Active managers have landed some blows in recent years: the rising market of the past 24 months has seen most active funds outperform the trackers, which produced consistent bottom-quartile performance.
Performance of sector and index over 2yrs

Source: FE Analytics
However, this has reversed in 2014 as the large caps have come back into fashion and dragged up the returns of the indices they dominate.
Performance of sector and index in 2014

Source: FE Analytics
The temptation is to put down these periods of outperformance to active managers overweighting the small and mid cap areas of the market which traditionally outperform in the longer run and have had an exceptional period. However, Edwards and Lazzara say there is more going on.

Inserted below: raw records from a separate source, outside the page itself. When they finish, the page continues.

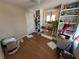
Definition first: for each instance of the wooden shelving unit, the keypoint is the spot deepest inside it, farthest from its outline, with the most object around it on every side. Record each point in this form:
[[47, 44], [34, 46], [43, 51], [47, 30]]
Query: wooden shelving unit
[[69, 14]]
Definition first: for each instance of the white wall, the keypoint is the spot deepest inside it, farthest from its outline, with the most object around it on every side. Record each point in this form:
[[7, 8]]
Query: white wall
[[52, 3], [12, 21], [1, 53], [30, 23]]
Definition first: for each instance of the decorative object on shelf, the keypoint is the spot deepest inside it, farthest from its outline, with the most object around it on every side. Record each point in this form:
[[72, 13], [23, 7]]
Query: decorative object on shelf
[[68, 20], [37, 21]]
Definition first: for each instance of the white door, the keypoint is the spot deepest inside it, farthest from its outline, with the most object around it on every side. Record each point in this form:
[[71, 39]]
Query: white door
[[30, 23]]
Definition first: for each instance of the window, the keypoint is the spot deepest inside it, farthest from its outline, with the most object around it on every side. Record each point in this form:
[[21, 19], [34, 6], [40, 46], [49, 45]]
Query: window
[[51, 18], [48, 18]]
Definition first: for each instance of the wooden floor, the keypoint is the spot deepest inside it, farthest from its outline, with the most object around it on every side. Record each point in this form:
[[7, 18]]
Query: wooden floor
[[34, 48]]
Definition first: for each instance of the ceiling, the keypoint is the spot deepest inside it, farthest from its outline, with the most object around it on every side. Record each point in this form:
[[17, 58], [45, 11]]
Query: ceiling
[[24, 3]]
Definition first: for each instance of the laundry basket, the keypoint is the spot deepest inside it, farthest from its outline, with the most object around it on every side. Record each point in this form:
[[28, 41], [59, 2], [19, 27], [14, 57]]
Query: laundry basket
[[10, 45]]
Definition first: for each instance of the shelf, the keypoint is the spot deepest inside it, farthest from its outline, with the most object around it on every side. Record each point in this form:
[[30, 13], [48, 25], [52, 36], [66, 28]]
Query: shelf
[[69, 16], [68, 34], [70, 9], [69, 23]]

Other ways it is possible to beat the index include buying cheap stocks – the value approach – buying less volatile stocks, buying high yielders and buying growth stocks. It almost seems harder not to make more money than the trackers.

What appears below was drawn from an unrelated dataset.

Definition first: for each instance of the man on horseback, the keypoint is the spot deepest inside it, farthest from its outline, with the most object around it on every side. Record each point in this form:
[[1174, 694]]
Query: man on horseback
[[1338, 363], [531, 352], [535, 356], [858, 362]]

In fact, research published last year by Cass Business School showed that if you had picked stocks at random you would have beaten the S&P 500 99.99 per cent of the time.
This apparently leads to the conclusion that the average monkey could beat the average manager – which suggests it might be possible for Trustnet readers too.
Edwards and Lazzara suggest that the reason why all these different strategies outperform is that they approach the performance of an equally weighted index of stocks, which has significantly outperformed the market-cap weighted indices over the past 20 years.
The expected return from picking stocks at random – the average return – is the return of the average stock – and this is the same as the expected return of an equally-weighted index.
This means when equally-weighted indices outperform, picking the average stock will also outperform. Picking stocks at random will also outperform – on average, of course, not every possible portfolio.
The analysts suggest that the equally-weighted index is a superior benchmark than the standard market-cap weighted indices, given that it represents the results of a random selection.
In this light, it is even more worrying that the average manager is unable to outperform, since it appears to be literally the case that monkeys are better at picking stocks.
The analysts’ first point is one that has been made before: not that many funds are that active.
Many managers stick close to their benchmark thanks to their mandate, concerns about losing their job if they take big bets and lose, and short-term goals and incentives.
Managers who don’t deviate far from their benchmark will find their results dominated by their fees, as the evidence suggests it is.

Source: S&P Dow Jones Indices
Research by Antti Petajisto suggests that those fund managers that take on the greatest active share do indeed outperform their market cap weighted benchmarks.
Those that can be classed as “stock-pickers” return on average 1.26 per cent more than their benchmark, according to Petajisto’s research.
Edwards and Lazzara’s research suggests an explanation for this that is perhaps less favourable than the managers would like: high active share outperforms because it is closer to the result of the equally weighted portfolio.
In other words stock-pickers outperform when the average stock outperforms. In this light, using market cap weighted indices as benchmarks for active managers might be making it too easy for them.
It should theoretically be possible for the average investor to outperform the FTSE and active managers by picking stocks at random.